A imprensa internacional assistiu a um “trailer” de 20 minutos de Gangues de Nova York em Cannes há poucos dias. O novo filme de Martin Scorsese, estrelado por Leonardo DiCaprio, Cameron Diaz e Daniel Day-Lewis, já teve previsões de se tornar tanto uma obra-prima quanto um grande fracasso (a resposta definitiva só deve aparecer em dezembro, quando a produção chega aos cinemas). Mas uma coisa é verdade: a realização da fita foi uma das mais problemáticas do cinema americano desde Titanic.
Gangues de Nova York tem a missão de tentar reaquecer a carreira de DiCaprio (resfriada pelo fracasso de A Praia) e de colocar Scorsese na corrida pelo Oscar. Em um mundo perfeito, a produção também poderia virar um dos maiores sucessos da Miramax (já que é o filme mais caro produzido pelo estúdio nova-iorquino) e abrir caminho para novas fitas de época em Hollywood. O sucesso da prévia mostrada em Cannes é a primeira luz no fim do túnel, já que, até agora, as únicas notícias associadas ao filme eram em relação aos problemas enfrentados durante a realização.
Scorsese passou quase 30 anos planejando adaptar o livro escrito por Herbert Asbury em 1927 sobre a guerra das gangues de imigrantes em Nova York no século 19. Em 2000, o diretor finalmente conseguiu US$ 84 milhões e seguiu para os estúdios da Cinecittá, em Roma, para rodar a saga. As filmagens foram problemáticas porque o chefão da Miramax, Harvey Weinstein, passou a fazer constantes visitas ao set para controlar o orçamento (que acabou pulando para US$ 97 milhões). As brigas entre os dois viraram lenda – assim como as inúmeras versões do roteiro, que não estava pronto quando os trabalhos começaram.
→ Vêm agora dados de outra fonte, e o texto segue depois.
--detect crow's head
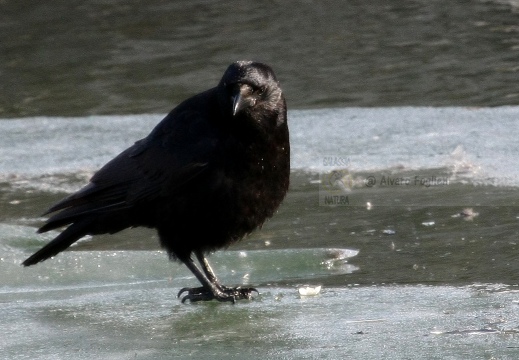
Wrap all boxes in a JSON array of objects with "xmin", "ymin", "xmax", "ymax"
[{"xmin": 218, "ymin": 61, "xmax": 284, "ymax": 126}]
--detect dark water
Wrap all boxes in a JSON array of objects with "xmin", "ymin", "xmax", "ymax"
[
  {"xmin": 2, "ymin": 1, "xmax": 519, "ymax": 359},
  {"xmin": 1, "ymin": 0, "xmax": 518, "ymax": 117}
]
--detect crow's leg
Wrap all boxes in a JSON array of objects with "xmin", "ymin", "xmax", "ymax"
[
  {"xmin": 195, "ymin": 251, "xmax": 258, "ymax": 299},
  {"xmin": 177, "ymin": 256, "xmax": 232, "ymax": 303},
  {"xmin": 177, "ymin": 252, "xmax": 257, "ymax": 303},
  {"xmin": 196, "ymin": 251, "xmax": 222, "ymax": 285}
]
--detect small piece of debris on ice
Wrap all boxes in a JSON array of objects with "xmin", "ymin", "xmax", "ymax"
[
  {"xmin": 451, "ymin": 208, "xmax": 479, "ymax": 220},
  {"xmin": 298, "ymin": 285, "xmax": 322, "ymax": 296}
]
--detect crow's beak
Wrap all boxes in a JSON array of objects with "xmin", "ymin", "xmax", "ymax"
[
  {"xmin": 232, "ymin": 93, "xmax": 244, "ymax": 117},
  {"xmin": 231, "ymin": 84, "xmax": 252, "ymax": 116}
]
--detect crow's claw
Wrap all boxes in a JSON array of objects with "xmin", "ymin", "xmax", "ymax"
[{"xmin": 177, "ymin": 286, "xmax": 205, "ymax": 299}]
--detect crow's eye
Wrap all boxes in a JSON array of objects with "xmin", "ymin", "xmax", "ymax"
[{"xmin": 257, "ymin": 87, "xmax": 266, "ymax": 96}]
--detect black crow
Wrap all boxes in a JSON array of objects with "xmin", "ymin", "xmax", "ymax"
[{"xmin": 23, "ymin": 61, "xmax": 290, "ymax": 303}]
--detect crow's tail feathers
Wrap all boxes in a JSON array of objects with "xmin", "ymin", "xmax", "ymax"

Uma das maiores divergências foi a construção de uma igreja: Weinstein achava que só a fachada já produziria o efeito desejado, mas Scorsese insistiu em criar o prédio todo, para poder fazer um take de 360º. Nesta disputa, Tom Cruise, que visitava o set na época, acabou se envolvendo e ajudou a convencer Weistein a liberar os US$ 100 mil necessários para a construção da igreja. Tanto o diretor quanto DiCaprio concordaram em devolver parte de seus salários para ajudar a pagar a conta estourada.
Oito meses depois, o cineasta voltou a Nova York e começou a editar o filme, que deveria estrear em dezembro de 2001. Recheado de cenas de violência, a produção virou um problema instantâneo com os atentados terroristas de 11 de setembro. “O filme lida com a formação de Nova York e com a polícia, então tivemos que parar para pensar em tudo novamente depois dos ataques”, disse Scorsese à revista americana Entertainment Weekly.
Durante a produção, ele ainda arrumou tempo para terminar outro projeto, Minha Viagem à Itália , um documentário de quatro horas de duração sobre a história do cinema italiano, financiado por Giorgio Armani e exibido no New York Film Festival, em outubro. Na época, Scorsese parecia esgotado com o interminável processo criativo da saga. “Foi muito bom trabalhar neste documentário depois de passar tanto tempo preocupado com aquela coisa que se tornou Gangues de Nova York”, disse ele à imprensa.
O problema seguinte foi a duração da fita: o diretor, que passou um ano editando A Época da Inocência e Cassino, insistia em fazer uma versão de quase quatro horas de duração. Apesar de ter controle sobre a versão final, Scorsese acabou conseguindo cortar a duração para duas horas e quarenta minutos. Weinstein, por sua vez, conseguiu convencer o U2 a gravar uma música inédita para os créditos. The Hands That Built America foi apresentada há poucos dias no TriBeCa Film Festival, em Nova York.
As primeiras sessões de testes e a promoção em Cannes foram positivas – o que dá sinais de que o filme pode lembrar Titanic também nas bilheterias e na premiação da Academia de Artes e Ciências Cinematográficas de Hollywood. E com mais seis meses para montar um gigantesco esquema promocional nos Estados Unidos, Gangues tem tudo para usar todas as histórias sobre os problemas de produção a seu favor. Isso, claro, se o filme não tiver de enfrentar nenhum um outro imprevisto.